13. The housing as claimed in claim 8, wherein the blade part
includes passages overlapping spacing between the accommodation
parts.
14. The housing as claimed in claim 1, wherein the tray includes a
rotation part that extends downward from the body part to the blade
part, the rotation part being connected to the blade part being
configured to allow the blade part and the rotation part to rotate
around the body part.
15. The housing as claimed in claim 14, wherein the case is
configured to partially open to allow access, along with rotation
of the blade part, to individual accommodation parts.
16. The housing as claimed in claim 1, wherein the frame and the
tray each include an opening configured to receive a battery
management system.
17. The housing as claimed in claim 16, wherein the battery
management system is removably received in the opening.

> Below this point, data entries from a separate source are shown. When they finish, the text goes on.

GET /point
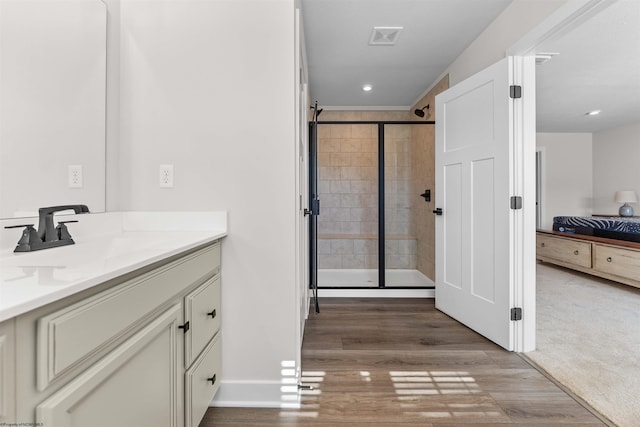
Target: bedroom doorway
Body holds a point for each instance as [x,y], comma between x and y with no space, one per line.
[539,187]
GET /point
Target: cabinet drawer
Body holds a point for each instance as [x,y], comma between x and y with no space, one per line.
[73,334]
[621,262]
[202,311]
[565,250]
[202,382]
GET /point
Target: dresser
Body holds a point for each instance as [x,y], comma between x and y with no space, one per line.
[611,259]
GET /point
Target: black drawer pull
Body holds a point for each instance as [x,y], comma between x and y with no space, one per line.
[184,327]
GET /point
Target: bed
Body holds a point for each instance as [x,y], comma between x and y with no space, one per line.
[612,227]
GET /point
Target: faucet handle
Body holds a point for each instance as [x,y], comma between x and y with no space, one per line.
[62,231]
[29,237]
[18,226]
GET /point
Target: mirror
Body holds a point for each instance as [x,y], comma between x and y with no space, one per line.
[52,105]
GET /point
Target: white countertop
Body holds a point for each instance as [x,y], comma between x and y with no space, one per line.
[107,246]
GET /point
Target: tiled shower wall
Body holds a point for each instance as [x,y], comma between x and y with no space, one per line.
[348,191]
[422,178]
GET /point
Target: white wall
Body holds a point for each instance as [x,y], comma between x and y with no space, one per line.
[566,175]
[616,157]
[209,87]
[519,18]
[52,104]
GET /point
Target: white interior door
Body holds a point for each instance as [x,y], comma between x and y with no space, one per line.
[475,170]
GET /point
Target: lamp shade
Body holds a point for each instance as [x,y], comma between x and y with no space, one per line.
[626,196]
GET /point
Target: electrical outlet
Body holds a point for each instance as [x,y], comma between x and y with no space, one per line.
[74,173]
[166,176]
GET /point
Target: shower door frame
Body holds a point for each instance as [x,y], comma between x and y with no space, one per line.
[313,171]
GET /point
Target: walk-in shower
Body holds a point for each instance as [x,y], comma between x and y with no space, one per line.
[375,228]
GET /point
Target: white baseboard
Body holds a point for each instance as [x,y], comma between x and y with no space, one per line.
[256,394]
[377,293]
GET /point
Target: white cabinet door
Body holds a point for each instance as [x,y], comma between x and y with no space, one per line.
[7,372]
[138,384]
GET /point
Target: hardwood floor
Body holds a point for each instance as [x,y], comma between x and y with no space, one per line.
[398,362]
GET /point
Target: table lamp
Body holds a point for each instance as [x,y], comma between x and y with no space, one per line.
[626,197]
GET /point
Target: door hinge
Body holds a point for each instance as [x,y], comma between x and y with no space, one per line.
[516,313]
[516,202]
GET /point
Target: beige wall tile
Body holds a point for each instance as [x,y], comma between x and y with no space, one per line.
[340,187]
[351,173]
[341,246]
[340,131]
[328,145]
[364,131]
[350,145]
[340,159]
[330,261]
[328,173]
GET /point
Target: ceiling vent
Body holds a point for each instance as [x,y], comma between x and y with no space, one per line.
[384,36]
[543,57]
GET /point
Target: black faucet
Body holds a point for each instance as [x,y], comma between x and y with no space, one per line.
[47,236]
[46,232]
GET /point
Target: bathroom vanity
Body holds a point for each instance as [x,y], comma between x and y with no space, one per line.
[121,330]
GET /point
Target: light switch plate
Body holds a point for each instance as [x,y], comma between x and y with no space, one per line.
[75,176]
[166,176]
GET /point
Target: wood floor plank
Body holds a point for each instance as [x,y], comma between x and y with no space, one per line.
[400,362]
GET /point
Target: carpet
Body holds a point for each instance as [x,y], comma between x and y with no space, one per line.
[588,338]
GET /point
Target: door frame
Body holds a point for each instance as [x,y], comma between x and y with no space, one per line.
[565,19]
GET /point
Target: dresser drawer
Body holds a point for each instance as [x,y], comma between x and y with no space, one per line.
[565,250]
[621,262]
[75,333]
[202,311]
[201,382]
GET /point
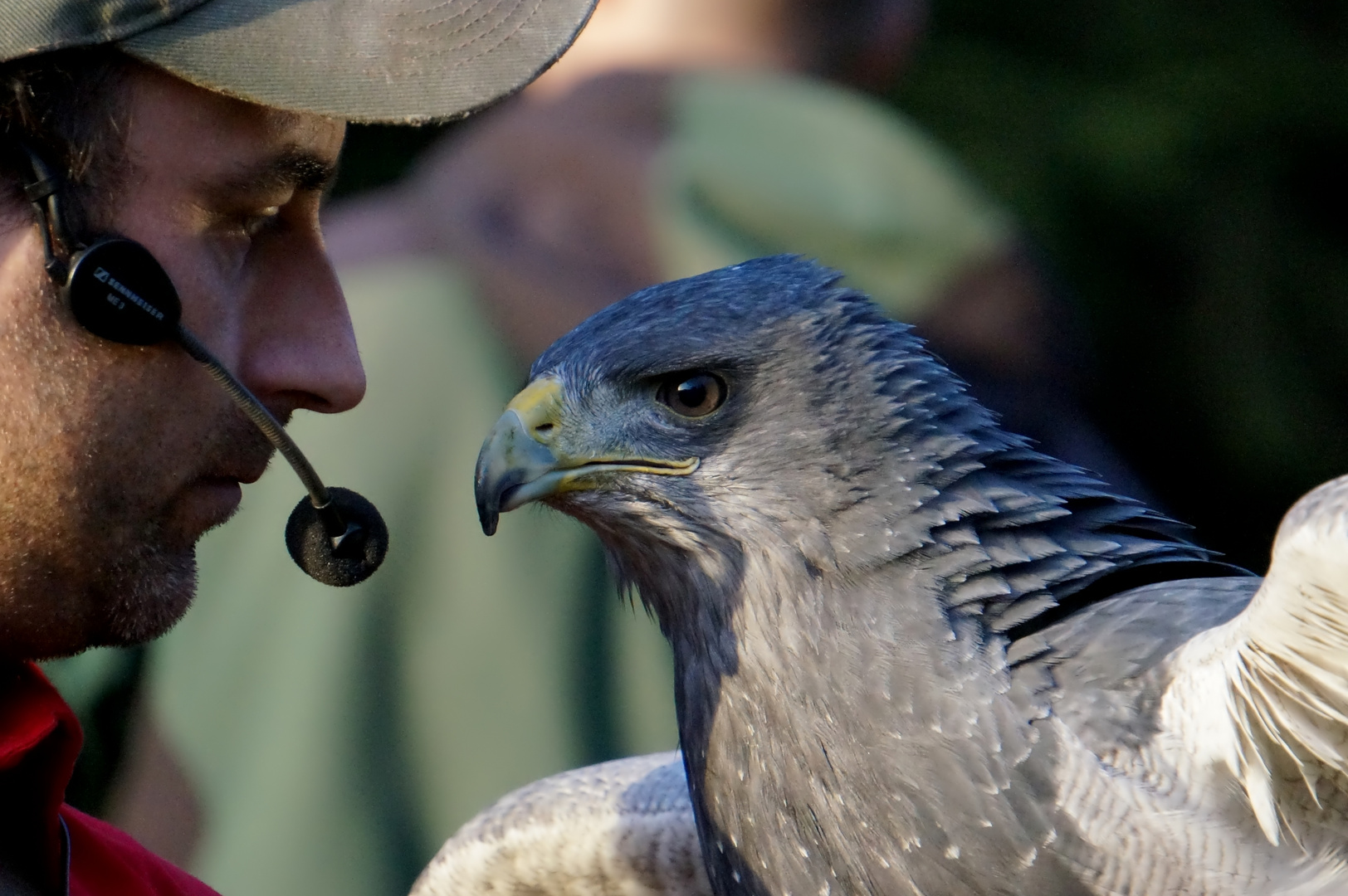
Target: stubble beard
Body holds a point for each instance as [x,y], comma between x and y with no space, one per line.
[93,544]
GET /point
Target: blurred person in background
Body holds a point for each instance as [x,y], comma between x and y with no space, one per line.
[295,740]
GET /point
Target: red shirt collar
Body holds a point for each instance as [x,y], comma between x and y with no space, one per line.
[39,742]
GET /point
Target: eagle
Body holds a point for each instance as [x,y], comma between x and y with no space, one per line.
[911,654]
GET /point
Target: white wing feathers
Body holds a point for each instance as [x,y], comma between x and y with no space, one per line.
[618,829]
[1267,693]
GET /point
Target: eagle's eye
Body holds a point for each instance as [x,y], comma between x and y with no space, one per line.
[691,394]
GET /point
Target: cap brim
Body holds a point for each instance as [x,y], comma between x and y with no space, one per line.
[378,61]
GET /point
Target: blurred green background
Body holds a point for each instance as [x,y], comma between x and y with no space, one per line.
[1183,168]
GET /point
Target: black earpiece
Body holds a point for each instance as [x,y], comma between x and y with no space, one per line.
[120,293]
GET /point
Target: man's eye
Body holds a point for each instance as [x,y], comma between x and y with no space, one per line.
[255,224]
[695,394]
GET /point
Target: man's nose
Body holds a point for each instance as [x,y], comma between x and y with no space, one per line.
[300,349]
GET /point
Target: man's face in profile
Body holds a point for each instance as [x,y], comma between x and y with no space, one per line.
[114,458]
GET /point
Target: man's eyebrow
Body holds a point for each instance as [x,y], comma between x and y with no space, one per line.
[289,170]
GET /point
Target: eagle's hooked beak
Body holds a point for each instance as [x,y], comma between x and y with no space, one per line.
[522,460]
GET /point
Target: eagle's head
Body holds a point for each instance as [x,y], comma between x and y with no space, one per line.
[759,408]
[763,416]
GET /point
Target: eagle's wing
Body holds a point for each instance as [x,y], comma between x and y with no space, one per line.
[1266,694]
[623,827]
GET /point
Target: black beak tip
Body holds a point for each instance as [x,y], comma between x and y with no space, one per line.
[488,516]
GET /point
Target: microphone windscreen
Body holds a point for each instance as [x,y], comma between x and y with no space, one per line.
[356,559]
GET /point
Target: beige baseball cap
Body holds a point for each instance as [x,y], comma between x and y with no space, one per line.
[391,61]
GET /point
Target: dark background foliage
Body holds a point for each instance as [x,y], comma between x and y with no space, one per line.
[1183,164]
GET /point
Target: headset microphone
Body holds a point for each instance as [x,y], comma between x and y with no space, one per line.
[119,291]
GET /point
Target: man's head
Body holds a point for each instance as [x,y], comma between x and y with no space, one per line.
[115,458]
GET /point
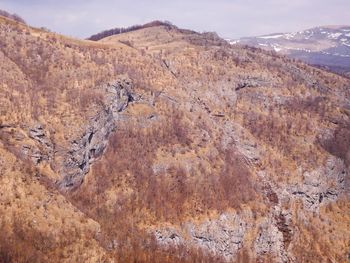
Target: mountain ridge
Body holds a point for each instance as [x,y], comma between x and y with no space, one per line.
[158,145]
[324,46]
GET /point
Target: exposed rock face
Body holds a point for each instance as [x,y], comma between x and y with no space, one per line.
[270,241]
[92,143]
[222,237]
[85,149]
[321,185]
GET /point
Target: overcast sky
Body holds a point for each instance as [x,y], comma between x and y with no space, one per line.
[229,18]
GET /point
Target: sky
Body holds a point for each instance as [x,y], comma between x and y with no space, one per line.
[229,18]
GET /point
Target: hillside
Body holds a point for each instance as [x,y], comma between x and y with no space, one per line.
[166,145]
[326,46]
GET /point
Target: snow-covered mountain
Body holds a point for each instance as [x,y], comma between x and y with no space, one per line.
[326,46]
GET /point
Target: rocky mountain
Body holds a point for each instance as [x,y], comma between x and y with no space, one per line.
[166,145]
[327,46]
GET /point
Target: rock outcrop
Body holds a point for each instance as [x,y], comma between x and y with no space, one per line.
[91,144]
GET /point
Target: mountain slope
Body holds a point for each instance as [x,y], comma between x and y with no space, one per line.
[165,145]
[327,46]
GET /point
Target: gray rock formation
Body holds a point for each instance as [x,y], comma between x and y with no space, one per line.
[85,149]
[321,185]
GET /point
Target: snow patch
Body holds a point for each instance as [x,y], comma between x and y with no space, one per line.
[271,36]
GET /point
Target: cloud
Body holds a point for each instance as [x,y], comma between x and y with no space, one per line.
[230,18]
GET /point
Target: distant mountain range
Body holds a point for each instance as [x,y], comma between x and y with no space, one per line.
[325,46]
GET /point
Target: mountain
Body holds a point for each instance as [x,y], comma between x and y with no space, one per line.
[167,145]
[327,46]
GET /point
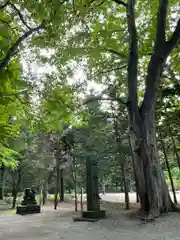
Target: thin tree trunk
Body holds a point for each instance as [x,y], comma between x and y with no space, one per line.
[168,168]
[2,182]
[62,185]
[175,149]
[135,178]
[75,184]
[14,194]
[126,192]
[57,187]
[16,185]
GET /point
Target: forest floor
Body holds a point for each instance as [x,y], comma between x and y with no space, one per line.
[120,224]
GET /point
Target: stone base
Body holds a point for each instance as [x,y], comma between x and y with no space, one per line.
[28,209]
[90,216]
[94,214]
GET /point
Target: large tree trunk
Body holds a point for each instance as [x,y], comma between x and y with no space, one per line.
[153,191]
[168,168]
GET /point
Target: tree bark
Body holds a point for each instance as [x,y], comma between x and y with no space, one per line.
[168,168]
[135,178]
[57,187]
[175,149]
[62,185]
[16,185]
[126,192]
[2,182]
[153,191]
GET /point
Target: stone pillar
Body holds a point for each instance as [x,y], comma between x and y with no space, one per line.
[92,188]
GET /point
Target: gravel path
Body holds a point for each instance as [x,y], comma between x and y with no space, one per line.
[120,225]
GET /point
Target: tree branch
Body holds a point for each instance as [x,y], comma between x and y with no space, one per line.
[121,3]
[121,55]
[4,5]
[175,39]
[8,25]
[14,48]
[110,70]
[100,98]
[20,15]
[161,25]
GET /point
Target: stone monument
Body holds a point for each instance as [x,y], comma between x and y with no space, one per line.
[29,204]
[93,213]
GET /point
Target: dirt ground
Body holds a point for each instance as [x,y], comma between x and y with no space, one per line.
[119,225]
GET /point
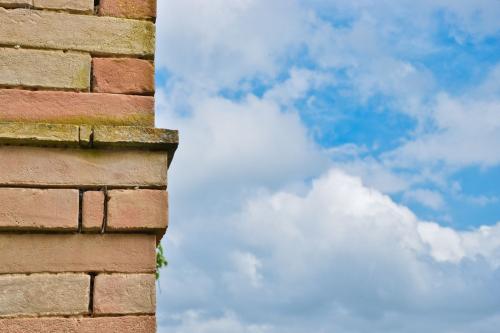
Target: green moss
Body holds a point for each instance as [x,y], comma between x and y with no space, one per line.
[131,120]
[161,261]
[142,36]
[82,78]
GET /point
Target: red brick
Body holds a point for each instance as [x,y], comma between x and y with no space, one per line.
[126,324]
[124,294]
[36,210]
[29,166]
[137,210]
[93,211]
[75,108]
[122,76]
[53,253]
[138,9]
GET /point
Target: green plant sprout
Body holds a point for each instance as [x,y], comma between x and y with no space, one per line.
[161,261]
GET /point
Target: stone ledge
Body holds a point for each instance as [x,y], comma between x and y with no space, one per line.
[101,137]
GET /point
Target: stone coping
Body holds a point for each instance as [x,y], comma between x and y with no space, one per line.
[87,136]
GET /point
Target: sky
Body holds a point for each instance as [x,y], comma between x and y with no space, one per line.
[339,168]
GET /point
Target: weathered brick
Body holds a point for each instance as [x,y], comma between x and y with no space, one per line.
[35,253]
[44,294]
[122,76]
[44,69]
[124,294]
[93,211]
[77,6]
[137,210]
[16,3]
[82,167]
[39,134]
[75,108]
[135,136]
[138,9]
[125,324]
[98,35]
[37,210]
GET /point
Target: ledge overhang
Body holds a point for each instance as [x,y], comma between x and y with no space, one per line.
[88,137]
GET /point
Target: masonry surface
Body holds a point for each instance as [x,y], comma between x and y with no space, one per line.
[83,177]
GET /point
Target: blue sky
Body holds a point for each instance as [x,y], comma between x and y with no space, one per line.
[338,168]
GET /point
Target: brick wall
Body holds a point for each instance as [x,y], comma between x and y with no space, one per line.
[83,171]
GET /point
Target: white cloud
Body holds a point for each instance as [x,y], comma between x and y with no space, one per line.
[339,256]
[231,145]
[466,133]
[428,198]
[194,322]
[259,242]
[222,42]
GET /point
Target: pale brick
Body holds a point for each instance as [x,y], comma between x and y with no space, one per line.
[44,294]
[44,69]
[135,136]
[82,167]
[138,9]
[125,324]
[124,294]
[123,76]
[75,108]
[78,6]
[137,210]
[93,211]
[39,134]
[98,35]
[16,3]
[35,253]
[38,210]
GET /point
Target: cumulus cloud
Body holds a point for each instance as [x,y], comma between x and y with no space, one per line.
[223,42]
[268,235]
[341,251]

18. The housing as claimed in claim 1, further comprising: a
plurality of stacked trays and corresponding frames; and detachable
bus bars connecting adjacent stacked frames.
19. The housing as claimed in claim 18, wherein the body part
includes a stepped part at an upper surface thereof and a
protrusion part at a lower surface thereof and extending beyond the
blade part, wherein the stepped part and the protrusion part of
adjacent body parts abut to secure stacked trays.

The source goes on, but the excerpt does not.